Glancing left, I saw the walled compounds of Bujumbura rise to meet the hills, still lush and green despite a month of dry.  I looked for, but could not see, the source of the deep drumming pounding into my room.  Even nearby palm trees swayed to the energy of those beats.


Well, actually, the palm trees moved to the breeze from the lake.  Glancing to my right, I saw Lake Tanganyika, a glossy blue surface rippled dark with waves.  I had to stop myself from smelling salty air - it's only a freshwater lake, though it looks like an ocean.


I rolled both windows open to let the breeze into my room.  Though I didn't want to go outside, at least I could let the outside in.


This blog intends to be a record of what I find when I do go beyond the window, beyond the door, beyond the compound wall and exchange the world inside for that big, crazy out-of-doors.
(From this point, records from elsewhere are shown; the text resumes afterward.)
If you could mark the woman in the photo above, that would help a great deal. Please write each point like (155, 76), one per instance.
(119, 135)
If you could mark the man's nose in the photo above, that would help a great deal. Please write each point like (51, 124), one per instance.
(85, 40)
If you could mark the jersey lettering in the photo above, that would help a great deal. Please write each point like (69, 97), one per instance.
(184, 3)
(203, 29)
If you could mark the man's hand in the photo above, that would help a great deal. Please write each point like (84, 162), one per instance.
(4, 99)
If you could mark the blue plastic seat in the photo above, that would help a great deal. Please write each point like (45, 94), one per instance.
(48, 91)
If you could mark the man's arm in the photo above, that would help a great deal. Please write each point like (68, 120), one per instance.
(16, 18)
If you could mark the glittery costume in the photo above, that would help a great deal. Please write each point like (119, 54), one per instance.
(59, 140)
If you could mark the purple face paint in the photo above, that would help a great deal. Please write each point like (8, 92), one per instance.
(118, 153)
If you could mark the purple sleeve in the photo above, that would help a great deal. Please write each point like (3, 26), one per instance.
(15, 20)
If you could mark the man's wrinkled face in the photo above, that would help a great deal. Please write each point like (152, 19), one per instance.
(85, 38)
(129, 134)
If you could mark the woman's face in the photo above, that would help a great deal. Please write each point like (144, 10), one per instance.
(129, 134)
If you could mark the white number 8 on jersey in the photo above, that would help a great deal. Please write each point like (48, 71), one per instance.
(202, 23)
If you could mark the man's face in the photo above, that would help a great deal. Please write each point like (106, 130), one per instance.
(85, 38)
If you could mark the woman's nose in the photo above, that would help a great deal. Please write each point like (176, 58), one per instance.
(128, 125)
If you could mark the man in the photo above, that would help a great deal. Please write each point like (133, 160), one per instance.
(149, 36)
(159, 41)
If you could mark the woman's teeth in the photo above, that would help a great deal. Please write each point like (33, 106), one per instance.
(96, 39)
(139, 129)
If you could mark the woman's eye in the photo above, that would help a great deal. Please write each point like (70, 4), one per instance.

These days I often make the inside-to-outside leap on the bicycle I brought from the US.  Though the bike makes me stick out even more - look Mom, there's a white man in an outlandish helmet pedaling up our road! - it also gets me out.


When I don't want to engage with the newness around me, or don't know how to, I get on my bike and go somewhere. Anywhere.  Then the bicycle becomes my way of seeing the world, and by "seeing" I mean more than just looking.  I mean - I don't know quite how to put it - a deeper way of seeing, a biting into, a true and symbiotic experience-ing of the place that my difference sometimes isolates me from.


So I'm calling this blog "Biking Bujumbura" not because it will be all about bike riding (it won't), but because my bicycle is, at present, often my actual and metaphorical way of seeing this new place where I've landed.  In the midst of the unfamiliar, the familiar exercise of riding becomes my interpretive lens.


I pedal myself into the world, and the world takes me for a tour.